Support for the materials sector continued to wane in early trade. There were some headwinds created by weaker commodity prices overnight. Base metal prices fell by up to 1.3% on the LME, with the exception of tin which rose 0.5%. Lead fell by 1.3% and copper was down 1.2%. Gold prices fell to an eight month low and Iron ore fell by US$1.20 or 1.4% to US$83 a tonne. Steel maker and iron ore producer Arrium (ARI) remained under pressure after yesterday's rights issue led to a fall of 29 per cent, the biggest decline in the company's history since it was spun out BHP. ARI shares have lost a further 3 per cent on Friday.
Canadian gold miner Alacer (AQG) has rejected a takeover bid from OceanaGold (OGC) who confirmed that it had made several representations to AQG since February. OceanaGold is listed in Australia & Canada and operates two mines in New Zealand in addition to one in the Philippines.
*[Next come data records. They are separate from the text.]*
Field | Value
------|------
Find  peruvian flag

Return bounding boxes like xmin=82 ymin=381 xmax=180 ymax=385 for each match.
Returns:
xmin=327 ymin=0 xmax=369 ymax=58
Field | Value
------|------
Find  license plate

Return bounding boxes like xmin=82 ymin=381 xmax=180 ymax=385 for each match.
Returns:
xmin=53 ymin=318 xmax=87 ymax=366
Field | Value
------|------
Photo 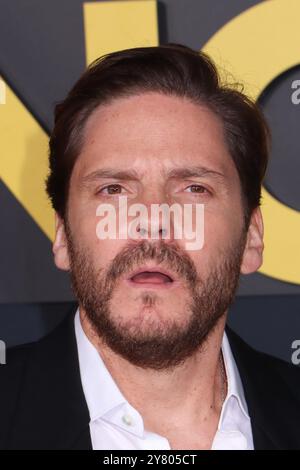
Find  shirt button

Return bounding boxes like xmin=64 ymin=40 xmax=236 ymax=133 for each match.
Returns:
xmin=122 ymin=414 xmax=133 ymax=426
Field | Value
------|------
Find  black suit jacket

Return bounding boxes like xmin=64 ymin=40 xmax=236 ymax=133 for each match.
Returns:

AQG has one mine and several exploration projects in Turkey and is listed in Canada, although Chess Depository receipts trade on the ASX. Shares in AQG jumped 18.5 cents, or more than 9 per cent, to $2.11 at lunch. At the same time OGC was up six cents to $2.62.
The Australian dollar has lost ground again in late morning trade. The local unit hit fresh six-month lows after the release of a statement from the US central bank on Thursday on suggestions the US could have more interest rate hikes next year. At Midday (AEST), the local currency was trading at US89.45c, down from US89.57c on Thursday.